This program is designed to read through tennis data in the OnCourt dataset and convert the raw data into usable data that can then be queried.
The OnCourt driver is responsible for parsing files in the OnCourt dataset and obtaining all data points stored in the file. This data is then stored in a .json file.
The PlayByPlay driver is responsible for parsing through the play-by-play data found in the OnCourt dataset and creating usable data from it. This data is then stored in a .xlsx file.
This program runs in Python (version 3.8.1 or above) and requires the following depedencies:
- Pandas
- pyodbc
- openpyxl
To install the above dependencies, open the terminal and enter pip install -r requirements.txt.
In addition, you may need to install additional drivers to connect to the Azure database. For installation instructions, please see the following page: https://docs.microsoft.com/en-us/sql/connect/odbc/download-odbc-driver-for-sql-server?view=sql-server-ver15. By default, this project uses ODBC Driver 17 for SQL Server; however, other drivers can be selected for use.

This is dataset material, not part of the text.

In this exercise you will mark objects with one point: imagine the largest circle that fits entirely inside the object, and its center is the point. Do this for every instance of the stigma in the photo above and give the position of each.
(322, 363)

To run the program, make sure you are in the directory where the driver script resides. Then, in the terminal (or command line), enter python OnCourtDriver.py [input path] [output folder]. This will then cause the driver to open all the of the files specified by [input path] and then output the cleaned data as a json file to [output path]. Note that [output path] should be unique (i.e. it does not already exist).
The PlayByPlay driver is responsible for obtaining play-by-play data from a given match. This script has the option to write to the local disk as an excel (.xlsx) file or write to a database.
Enter python PlayByPlayDriver.py xlsx -i [input path] -o [output path].
Enter python PlayByPlayDriver.py db -i [input path] -u [username] -p [password] to write data to the TennisModelling database located on server tennismodelling.database.windows.net using driver the ODBC Driver 17 for SQL Server.
To specify the server, database, or driver, use the following: python PlayByPlayDriver.py db -i [input path] -u [username] -p [password] --server [server name] --database [database name] --driver [driver name] where the server, database, and driver flags are optional.
The LSTMDriver is responsible for converting output from the PlayByPlayDriver into an LSTM compatible format. To run this script, entry into the command line python LSTMDriver.py -i [input path] -o [output path].